В этот момент пролетающий мимо сенбернар с сердитой мордой рявкнул на Лейбница:
- Яволь!
- Какие яволи в миг’ное вг’емя? – возмутился Лейбниц, и, достав из кармана красную книжечку, продемонстрировал собаке, которая, впрочем, уже удалялась: - Я член КПСС с тысяча восемьсот двенадцатого года! Натуг’альный, не суг’г’огат… - Лейбниц вздохнул: - Впрочем, вашей лошадке, кажется, плохо… Г’азг’ешите помочь.
Он приблизился к Сивке и извлёк из котомки зелёную бутыль с мутной жидкостью.
- Свег’хсекг’етное сг’едство, - пояснил он, отвинчивая пробку и вливая жидкость Сивке прямо в пасть. – Залечивает телесные г’аны, но имеет побочный эффект – вызывает неутолимую тоску по Г’одине. Мне тоже пг’ишлось употг’еблять неоднокг’атно. Может быть, поэтому мне так хочется домой, в Советский Союз…
Сивка сделала несколько больших глотков, затем моментально вскочила на ноги и повернулась к нам повреждённым боком, на котором, дымясь, прямо на глазах затягивалась недавняя рана. Она повернулась к Сам Дураку, издала гортанный звук, сопровождаемый свистом, и согнулась. Из зелёного горба на её спине начали выдвигаться два отростка, которые быстро росли и раскладывались в большие кожистые крылья.
- Ох и ничего себе, - пробормотал Сам Дурак.
- Я же говог’ю – ностальгия твог’ит чудеса, - грустно пояснил Лейбниц.
Сивка замахала крыльями, крикнула торжествующе и, поднявшись над нами, сделала круг, после чего полетела прочь.
- Надеюсь, ей удастся найти свою Г’одину, - сказал Лейбниц.
- А что такое Родина? – спросил негромко Сам Дурак. – Я вот родился на планете Мкераш. Потом её захватила Лига Свободных Доменов, а я сбежал на Эгозон. Родителей моих я не помню, на планете ничего от моего города не осталось. Что есть Родина? То место, откуда ты появился? То жилище, где тебя зачали или где ты родился? Родильный дом? Или, к примеру, бордель, если человек был зачат там? Страна это, где ты жил в детстве, или та страна, которая сейчас находится на месте той, разрушенной страны? Может быть, твоя родина – это яйцеклетка и сперматозоид, которые слились, породив тебя? Или это и вовсе нечто до твоего рождения, что привело к твоему появлению неизвестными тебе способами? Может, у нас всех есть общая Родина где-то там, за пределами нашего понимания, и разные языки и культуры, которые мы помним и знаем, вовсе ни при чём?

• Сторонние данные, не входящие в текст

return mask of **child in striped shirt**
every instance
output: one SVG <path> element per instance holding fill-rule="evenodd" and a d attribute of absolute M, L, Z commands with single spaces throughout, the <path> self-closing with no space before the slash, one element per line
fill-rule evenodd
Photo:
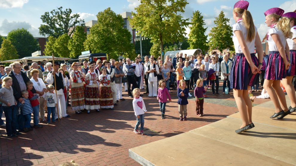
<path fill-rule="evenodd" d="M 19 104 L 19 107 L 21 108 L 21 112 L 23 115 L 25 120 L 25 126 L 24 131 L 28 132 L 33 130 L 31 128 L 31 115 L 33 112 L 33 108 L 31 105 L 31 102 L 29 98 L 29 92 L 27 90 L 22 91 L 22 96 L 23 97 L 22 101 Z"/>

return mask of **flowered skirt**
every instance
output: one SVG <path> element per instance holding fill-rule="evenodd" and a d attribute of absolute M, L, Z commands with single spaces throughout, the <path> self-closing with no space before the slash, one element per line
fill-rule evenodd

- Вы мудг’ый человек, - тихо сказал Лейбниц. – Как ваше имя?
- Меня зовут Сам Дурак.
- Ог’игинально. Вы г’ассуждаете почти как Хьюго. И, должно быть, вы оба по-своему пг’авы.
- Хьюго? Вы знаете Хьюго? – переспросил Сам Дурак.
- Кто же его тепег’ь не знает? – ответил Лейбниц. – Если вы его ищете, поднимитесь на ближайшую гог’у и увидите вег’еницу людей, котог’ые выстг’оились в очег’едь спг’осить у него совета. Он тоже говог’ил мне, что я должен г’азобг’аться в том, что я считаю своей Г’одиной. Знаете ли, нас в г’азведке готовили к забг’оске в Японию, и я почег’пнул многое из японской культуг’ы…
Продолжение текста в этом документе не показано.